KidLit Challenge - Raymie Nightingale by Kate Dicamillo

Tuesday, January 22, 2019

Title: Raymie Nightingale
Author: Kate DiCamillo
Age Range: 8-12 years
Publication Year: 2016
Length: 263 pages

Official Summary

Raymie Clarke has come to realize that everything, absolutely everything, depends on her. And she has a plan. If Raymie can win the Little Miss Central Florida Tire competition, then her father, who left town two days ago with a dental hygienist, will see Raymie's picture in the paper and (maybe) come home. To win, not only does Raymie have to do good deeds and learn how to twirl a baton; she also has to contend with the wispy, frequently fainting Louisiana Elefante, who has a show-business background, and the fiery, stubborn Beverly Tapinski, who’s determined to sabotage the contest. But as the competition approaches, loneliness, loss, and unanswerable questions draw the three girls into an unlikely friendship — and challenge each of them to come to the rescue in unexpected ways.


As I sit here with a mug of hot tea, thankful for a snow day free from work, I'm also thankful for books like Raymie Nightingale. I don't know why it is that some adult fiction tends towards the absurd notion that life is all wine and roses. That has never been, will never be, the case. Which is why I love books that acknowledge sometimes life hurts but while still offering hope. That is pretty much this book in a nutshell.

Raymie, as the summary says, is trying to win a contest so she can get her picture in the paper and win her father back to their family. Her grief at his betrayal is to try and rectify the situation. You know and I know that her plan will never work, but she's a child where all the impossible things become possible so she has hope. 

But if she hadn't wanted to win the Little Miss Central Florida Tire competition, she would have never met Beverly and Louisiana. She goes from being a little girl with no friends to a little girl with 2 best friends.

This book is both an easy read physically but a difficult read mentally. It deals with adultery, with suicidal thoughts, with broken families, and with the horrors of an animal center that takes in abandoned/unwanted pets in the 1970s. Not pretty pictures for children. But all so very real scenarios.
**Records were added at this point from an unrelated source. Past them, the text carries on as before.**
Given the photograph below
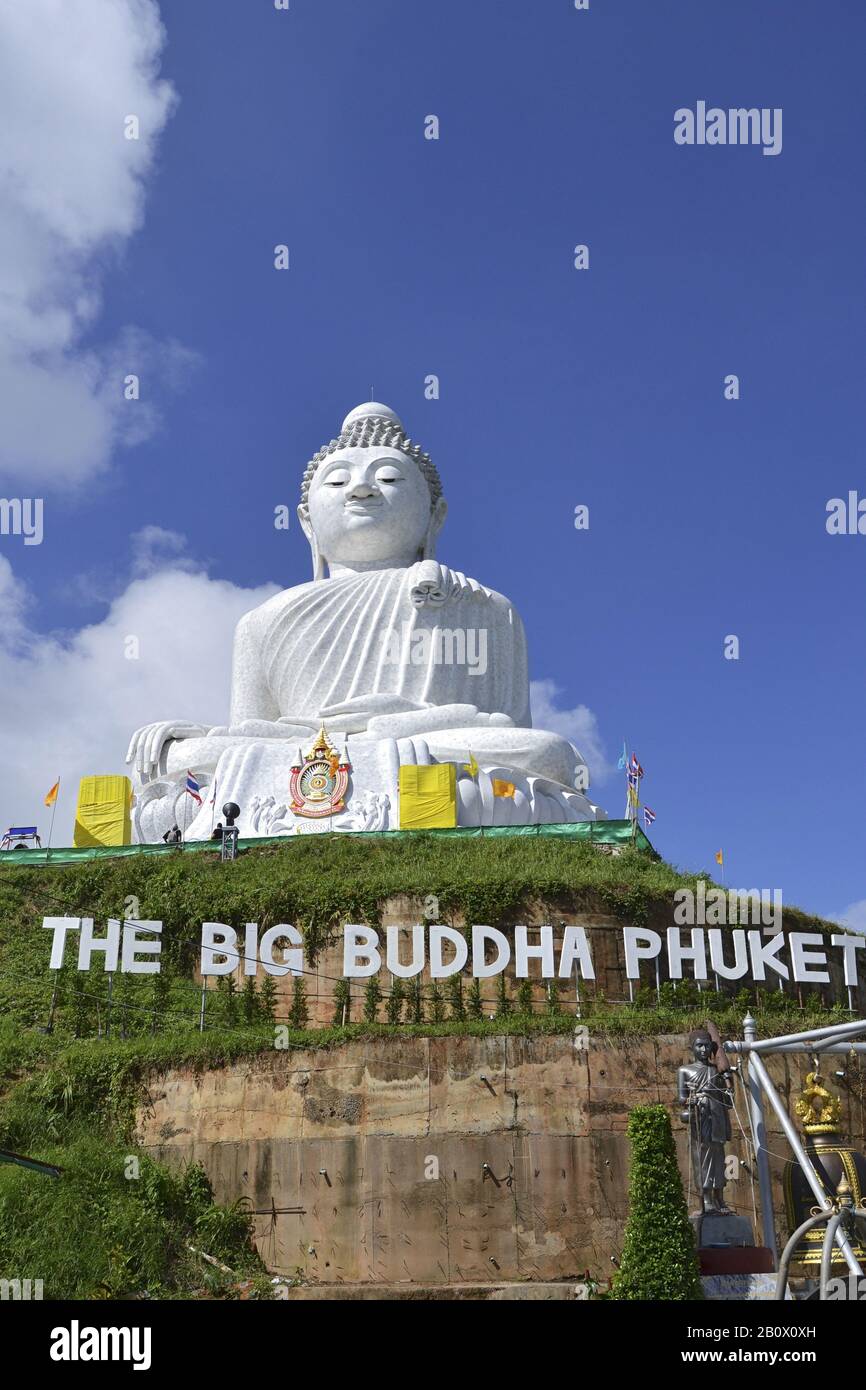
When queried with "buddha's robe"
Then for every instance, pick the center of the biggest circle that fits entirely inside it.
(359, 653)
(359, 640)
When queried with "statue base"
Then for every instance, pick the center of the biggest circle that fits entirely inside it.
(260, 777)
(722, 1230)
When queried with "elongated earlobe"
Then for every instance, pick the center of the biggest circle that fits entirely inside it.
(437, 519)
(319, 560)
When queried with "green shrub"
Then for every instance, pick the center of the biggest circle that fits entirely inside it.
(659, 1257)
(373, 997)
(396, 997)
(299, 1014)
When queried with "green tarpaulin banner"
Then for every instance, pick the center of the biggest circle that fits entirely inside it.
(599, 831)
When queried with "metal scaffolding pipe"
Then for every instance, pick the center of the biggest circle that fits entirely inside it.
(819, 1048)
(833, 1225)
(837, 1032)
(762, 1158)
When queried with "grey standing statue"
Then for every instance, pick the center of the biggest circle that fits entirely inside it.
(706, 1098)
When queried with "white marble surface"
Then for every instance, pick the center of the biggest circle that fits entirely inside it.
(398, 655)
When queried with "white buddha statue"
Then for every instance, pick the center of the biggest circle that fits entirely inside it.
(402, 659)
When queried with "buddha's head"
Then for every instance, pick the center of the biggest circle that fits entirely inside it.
(371, 499)
(704, 1047)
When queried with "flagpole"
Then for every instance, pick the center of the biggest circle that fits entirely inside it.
(52, 826)
(627, 802)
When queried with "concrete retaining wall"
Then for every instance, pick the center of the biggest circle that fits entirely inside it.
(380, 1147)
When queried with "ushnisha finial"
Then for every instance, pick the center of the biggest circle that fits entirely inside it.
(371, 409)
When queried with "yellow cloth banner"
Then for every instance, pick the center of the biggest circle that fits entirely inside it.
(102, 816)
(428, 797)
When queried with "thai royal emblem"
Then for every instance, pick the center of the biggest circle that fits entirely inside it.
(320, 780)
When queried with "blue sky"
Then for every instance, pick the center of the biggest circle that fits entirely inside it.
(602, 387)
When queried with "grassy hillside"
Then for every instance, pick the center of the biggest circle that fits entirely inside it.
(68, 1096)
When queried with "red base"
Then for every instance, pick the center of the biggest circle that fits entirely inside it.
(736, 1260)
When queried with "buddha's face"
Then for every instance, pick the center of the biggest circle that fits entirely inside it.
(369, 505)
(704, 1048)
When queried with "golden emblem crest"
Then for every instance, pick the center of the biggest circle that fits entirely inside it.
(319, 781)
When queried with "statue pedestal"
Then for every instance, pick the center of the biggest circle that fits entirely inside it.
(719, 1230)
(727, 1250)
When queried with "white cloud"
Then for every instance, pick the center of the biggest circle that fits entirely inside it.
(71, 193)
(854, 916)
(578, 726)
(71, 705)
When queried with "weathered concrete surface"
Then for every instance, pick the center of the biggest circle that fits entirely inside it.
(566, 1292)
(441, 1161)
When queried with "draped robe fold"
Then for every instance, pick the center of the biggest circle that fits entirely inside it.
(360, 635)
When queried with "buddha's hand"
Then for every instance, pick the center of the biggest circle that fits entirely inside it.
(287, 727)
(148, 742)
(433, 584)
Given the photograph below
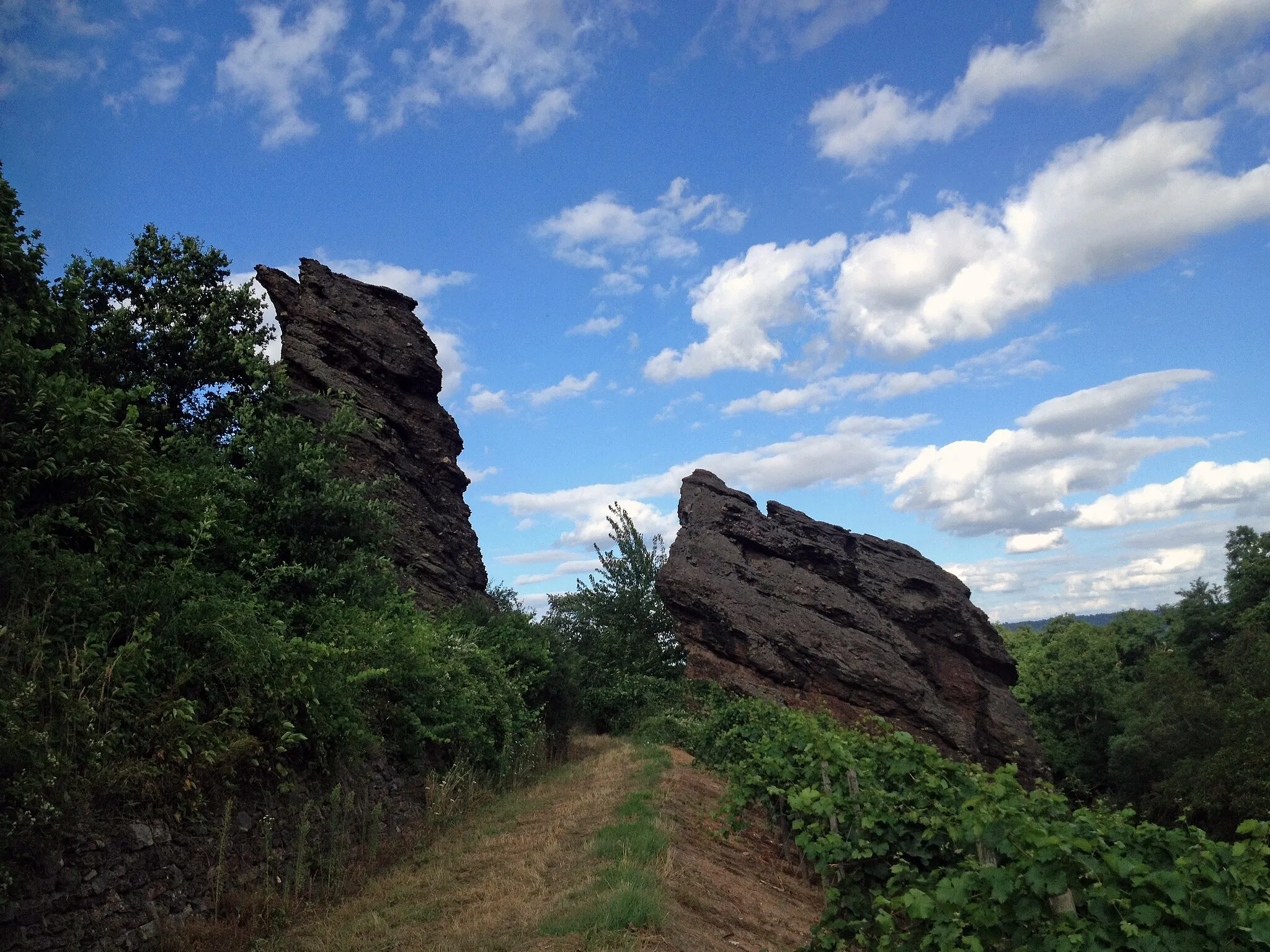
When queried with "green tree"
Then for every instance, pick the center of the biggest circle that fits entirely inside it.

I'm glad I read Raymie Nightingale

I'm glad because the end of the book is so hopeful and I know these children will be alright. There's even a bit of a miracle that crops up at the end, some special magic that made me smile. Sometimes the most improbable miracle is the miracle you most wish could happen.

If your children prefer books about realism than you really don't get more realistic than this novel. I've never read anything by Kate DiCamillo and if I don't ever read anything by her again, that's okay, because I loved Raymie Nightingale.

2 books down from this challenge, 13 to go!